Find three more popular myths debunked after the break!

Myth: You should just do "fat-burning zone" exercises to lose weight.

You said: "[I believed] that you would lose more weight if you stayed in the 'fat burning zone' instead of upping it into the [more-intense] cardio zone." — Vanonymous
Fact: Wouldn't it be nice if all we had to do was walk away the pounds? The fat-burning zone you see on cardio machines refers to lower intensity, lower heart-rate zone exercises that burn more fat calories than carbs.

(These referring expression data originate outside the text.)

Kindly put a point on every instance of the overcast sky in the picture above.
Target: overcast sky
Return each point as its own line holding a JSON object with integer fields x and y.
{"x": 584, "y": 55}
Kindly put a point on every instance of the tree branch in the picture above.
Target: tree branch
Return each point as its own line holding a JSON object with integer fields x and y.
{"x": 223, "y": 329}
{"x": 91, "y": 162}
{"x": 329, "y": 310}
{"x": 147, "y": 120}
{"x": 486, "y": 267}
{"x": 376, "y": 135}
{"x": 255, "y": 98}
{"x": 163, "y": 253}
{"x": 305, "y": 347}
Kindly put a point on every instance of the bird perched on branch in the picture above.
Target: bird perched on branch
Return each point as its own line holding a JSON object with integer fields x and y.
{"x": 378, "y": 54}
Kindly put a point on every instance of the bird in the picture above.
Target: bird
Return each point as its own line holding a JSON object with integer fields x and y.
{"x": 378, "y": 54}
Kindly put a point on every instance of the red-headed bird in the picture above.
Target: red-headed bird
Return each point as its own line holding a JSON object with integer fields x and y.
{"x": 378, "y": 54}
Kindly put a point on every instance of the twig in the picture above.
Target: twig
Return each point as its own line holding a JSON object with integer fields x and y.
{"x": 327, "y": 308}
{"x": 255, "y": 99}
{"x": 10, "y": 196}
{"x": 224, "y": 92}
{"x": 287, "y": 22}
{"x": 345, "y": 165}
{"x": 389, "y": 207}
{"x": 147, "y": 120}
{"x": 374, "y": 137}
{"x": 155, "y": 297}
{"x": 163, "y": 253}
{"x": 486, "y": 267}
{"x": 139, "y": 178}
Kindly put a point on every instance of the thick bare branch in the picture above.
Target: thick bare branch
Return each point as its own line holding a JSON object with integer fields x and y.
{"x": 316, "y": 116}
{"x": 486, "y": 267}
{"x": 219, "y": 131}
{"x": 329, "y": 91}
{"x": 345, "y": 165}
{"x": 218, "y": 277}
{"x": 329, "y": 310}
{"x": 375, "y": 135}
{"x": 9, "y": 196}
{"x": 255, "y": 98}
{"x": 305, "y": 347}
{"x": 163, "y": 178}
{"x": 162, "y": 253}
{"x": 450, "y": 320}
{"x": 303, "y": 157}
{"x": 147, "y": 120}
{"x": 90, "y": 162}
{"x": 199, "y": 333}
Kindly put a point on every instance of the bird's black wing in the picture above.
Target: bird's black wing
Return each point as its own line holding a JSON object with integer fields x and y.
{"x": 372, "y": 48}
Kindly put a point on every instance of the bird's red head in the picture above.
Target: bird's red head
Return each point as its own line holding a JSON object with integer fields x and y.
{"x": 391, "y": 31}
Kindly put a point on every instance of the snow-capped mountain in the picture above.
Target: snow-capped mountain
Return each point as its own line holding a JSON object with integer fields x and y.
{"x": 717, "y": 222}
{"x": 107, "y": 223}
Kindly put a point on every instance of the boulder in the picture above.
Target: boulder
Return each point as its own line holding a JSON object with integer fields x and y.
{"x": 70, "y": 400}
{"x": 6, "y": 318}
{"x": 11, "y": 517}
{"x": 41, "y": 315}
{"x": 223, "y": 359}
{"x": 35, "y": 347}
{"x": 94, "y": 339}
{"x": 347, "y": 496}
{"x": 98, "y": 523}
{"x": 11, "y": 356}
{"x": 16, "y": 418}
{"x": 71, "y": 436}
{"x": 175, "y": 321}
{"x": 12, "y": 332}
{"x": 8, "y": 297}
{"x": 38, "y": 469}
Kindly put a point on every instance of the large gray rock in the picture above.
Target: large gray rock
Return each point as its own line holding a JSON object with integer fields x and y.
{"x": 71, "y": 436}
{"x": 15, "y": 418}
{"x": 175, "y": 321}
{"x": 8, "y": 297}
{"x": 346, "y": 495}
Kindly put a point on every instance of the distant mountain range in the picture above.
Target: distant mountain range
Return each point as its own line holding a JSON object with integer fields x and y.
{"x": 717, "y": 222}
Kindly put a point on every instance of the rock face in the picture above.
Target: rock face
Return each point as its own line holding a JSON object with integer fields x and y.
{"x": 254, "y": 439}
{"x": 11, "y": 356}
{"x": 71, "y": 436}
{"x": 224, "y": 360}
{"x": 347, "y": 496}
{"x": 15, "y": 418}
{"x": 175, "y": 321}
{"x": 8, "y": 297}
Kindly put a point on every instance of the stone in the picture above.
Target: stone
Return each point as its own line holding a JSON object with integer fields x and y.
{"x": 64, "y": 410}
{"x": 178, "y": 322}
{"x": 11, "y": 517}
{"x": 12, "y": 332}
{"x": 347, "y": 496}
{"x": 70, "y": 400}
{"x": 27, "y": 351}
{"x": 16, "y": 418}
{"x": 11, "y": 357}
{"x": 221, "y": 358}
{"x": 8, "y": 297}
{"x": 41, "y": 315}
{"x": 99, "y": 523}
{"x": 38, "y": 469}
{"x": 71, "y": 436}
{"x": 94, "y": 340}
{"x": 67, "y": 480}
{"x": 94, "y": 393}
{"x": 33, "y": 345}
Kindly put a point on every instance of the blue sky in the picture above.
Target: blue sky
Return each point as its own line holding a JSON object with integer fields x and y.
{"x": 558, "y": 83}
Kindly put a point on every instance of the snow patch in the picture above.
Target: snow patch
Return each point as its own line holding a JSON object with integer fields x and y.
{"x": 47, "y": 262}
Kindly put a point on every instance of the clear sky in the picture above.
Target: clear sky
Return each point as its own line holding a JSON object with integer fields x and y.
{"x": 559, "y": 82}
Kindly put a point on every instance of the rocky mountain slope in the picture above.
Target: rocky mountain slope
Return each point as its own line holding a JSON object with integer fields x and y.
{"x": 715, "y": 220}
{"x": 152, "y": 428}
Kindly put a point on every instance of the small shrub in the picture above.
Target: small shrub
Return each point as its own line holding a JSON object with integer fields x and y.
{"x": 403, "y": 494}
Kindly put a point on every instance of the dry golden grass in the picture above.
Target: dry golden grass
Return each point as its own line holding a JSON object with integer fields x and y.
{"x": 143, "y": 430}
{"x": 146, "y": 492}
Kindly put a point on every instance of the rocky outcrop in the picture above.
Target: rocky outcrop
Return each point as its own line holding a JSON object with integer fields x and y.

In reality, however, the type of calories burned matters less than the overall amount of calories you are burning; if you want to lose weight, higher intensity cardio exercises will do that more efficiently, so it's better to up the intensity and go for the overall burn.

Myth: Six-pack abs are just 1,000 crunches away.

You said: "[I believed I could] spot train fat away . . . I used to try and work my hips and stomach like crazy thinking the fat would just go away because I worked those areas so hard. Now I know that it is a total body workout plus cardio AND a good diet will get me there." — teacupkat
Fact: Toning exercises are important for obtaining definition, but without the right plan your well-defined muscles will be hidden under a layer of fat. To banish the belly, stick to a healthy balanced diet and remember to do high-intensity cardio exercises to burn that stubborn fat as well.

Myth: Doing cardio is the only way to lose weight.

You said: "[I believed] that cardio was the only way I could ever lose inches and pounds. It wasn't until I got a stress fracture in my foot from too much running and switched to lifting weights three times a week with a trainer that I realized the importance of strength training — and I actually got down to a size 2!" — laellavita
Fact: It's not all about cardio, however. Some of you believed that cardio exercises were your magic ticket to shedding pounds, but as mentioned above a balanced exercise routine should include strength training as well, since more muscle mass equals higher metabolism. In fact, not only should you become a regular in the weight room, but you may want to try out heavier weights as well; studies have shown that women who lifted heavier weights and did fewer repetitions upped their caloric burn compared to women who used lighter weights and did more reps.